In June, the US Food and Drug Administration (FDA) approved Mannkind’s inhalable human insulin drug Afrezza for the treatment of patients with Type I and II diabetes.
The insulin API is supplied to Mannkind through a long-term agreement inked with French firm Amphastar France Pharmaceuticals on July 31 2014 and according to a recent SEC filing, Mannkind “has agreed to purchase annual minimum quantities of Insulin under the Supply Agreement of an aggregate of approximately €120.1 million in calendar years 2015 through 2019.”
Talking at the Morgan Stanley Global Healthcare Conference last week, CFO Matthew Pfeffer said the firm is looking to expand its insulin suppliers, hoping to strike a deal with French pharma giant Sanofi which manufactures the best-selling recombinant human insulin product Lantus and, in August, signed an Afrezza commercialisation deal worth potentially $775m.
“It’s natural that Sanofi would like to supply us with insulin that makes sense for both of us,” Pfeffer told investors (transcript here). “They can certainly make it more cheaply then we can buy it anywhere else, which only helps both of us since this is off the bottom-line which we then split.”
However, if Sanofi is to supply the insulin API for Afrezza it will have to be approved which is “not a trivial process,” according to Pfeffer. “It is not terribly complex, but it takes some time.”
Mannkind’s President Hakan Edstrom added: “We are certainly eager to qualify the Sanofi insulin as quickly as we can since we will provide them all products at cost and certainly buying it from a third party as having a profit share arrangement with the close partner.
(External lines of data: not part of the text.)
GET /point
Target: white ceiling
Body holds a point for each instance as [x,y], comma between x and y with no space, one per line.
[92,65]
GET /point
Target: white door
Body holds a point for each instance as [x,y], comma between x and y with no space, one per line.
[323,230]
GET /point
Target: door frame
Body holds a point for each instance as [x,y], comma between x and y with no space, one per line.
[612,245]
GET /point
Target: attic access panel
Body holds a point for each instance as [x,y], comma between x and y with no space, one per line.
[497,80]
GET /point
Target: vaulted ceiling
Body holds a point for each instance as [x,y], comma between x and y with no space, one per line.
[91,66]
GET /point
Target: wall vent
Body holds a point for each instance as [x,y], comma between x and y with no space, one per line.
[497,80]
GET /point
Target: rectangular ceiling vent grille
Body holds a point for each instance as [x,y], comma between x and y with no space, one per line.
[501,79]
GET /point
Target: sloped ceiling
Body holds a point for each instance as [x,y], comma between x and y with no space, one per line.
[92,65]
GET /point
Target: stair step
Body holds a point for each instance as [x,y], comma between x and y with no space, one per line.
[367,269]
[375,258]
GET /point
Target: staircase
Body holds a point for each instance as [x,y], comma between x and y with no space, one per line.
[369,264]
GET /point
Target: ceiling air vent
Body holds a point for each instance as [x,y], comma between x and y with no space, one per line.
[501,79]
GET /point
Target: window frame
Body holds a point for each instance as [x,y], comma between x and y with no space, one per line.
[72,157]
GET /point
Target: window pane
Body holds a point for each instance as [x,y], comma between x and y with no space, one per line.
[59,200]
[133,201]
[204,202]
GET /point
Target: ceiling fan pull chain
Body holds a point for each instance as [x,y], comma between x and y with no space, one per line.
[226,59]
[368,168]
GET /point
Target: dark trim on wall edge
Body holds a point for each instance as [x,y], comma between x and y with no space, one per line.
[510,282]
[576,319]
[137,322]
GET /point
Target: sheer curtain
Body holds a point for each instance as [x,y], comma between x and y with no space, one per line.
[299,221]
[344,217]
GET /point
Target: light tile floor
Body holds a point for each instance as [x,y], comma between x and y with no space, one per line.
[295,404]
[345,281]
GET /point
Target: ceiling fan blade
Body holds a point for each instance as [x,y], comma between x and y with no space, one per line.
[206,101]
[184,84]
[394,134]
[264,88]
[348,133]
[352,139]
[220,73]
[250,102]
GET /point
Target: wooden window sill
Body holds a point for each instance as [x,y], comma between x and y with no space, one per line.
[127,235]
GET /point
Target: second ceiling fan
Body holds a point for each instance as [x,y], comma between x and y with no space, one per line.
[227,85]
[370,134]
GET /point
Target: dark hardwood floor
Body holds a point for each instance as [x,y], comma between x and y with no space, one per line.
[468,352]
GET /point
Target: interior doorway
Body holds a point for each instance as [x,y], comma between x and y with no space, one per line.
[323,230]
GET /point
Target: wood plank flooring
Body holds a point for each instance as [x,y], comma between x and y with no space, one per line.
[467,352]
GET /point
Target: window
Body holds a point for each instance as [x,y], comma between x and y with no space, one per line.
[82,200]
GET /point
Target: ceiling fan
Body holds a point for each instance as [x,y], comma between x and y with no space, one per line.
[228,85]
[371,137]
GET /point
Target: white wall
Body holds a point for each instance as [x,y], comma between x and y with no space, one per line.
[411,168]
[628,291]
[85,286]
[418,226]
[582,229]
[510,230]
Commercial production of Afrezza from its facility in Danbury, Connecticut, is set to begin in November.
Technosphere formulation technology
Afrezza uses the firm’s Technosphere formulation technology - encompassing the excipient fumaryl diketopiperazine (FDKP) which is highly soluble at pH 6.0, the prevailing physiological pH in the lungs - in order to deliver the API to the lungs.
However, Mannkind’s ambition goes past inhalable insulin, Pfeffer told investors, as the firm is now looking to use the platform for the pulmonary delivery of other drugs.
“Our technology platform certainly has a lot of applications even beyond diabetes,” he said, adding one such area could be pain management because of the PK/PD profile of Technosphere and of the Dreamboat inhaler used to deliver the API.
“We are putting kind of significant effort into right now to determine what the next opportunities are where we can leverage this platform,” he continued. However, a number of product development opportunities were passed up on as Mannkind had “been so much starved for cash” as it brought Afrezza to commercialisation.
“Other companies have brought us API and said, can you formulate this into something in Technosphere to the extent they are willing to reimburse us for that. We’ve been happy to do that and that could potentially lead to a product opportunity to a collaboration but it would be premature to announce something like that until something like that is in place.”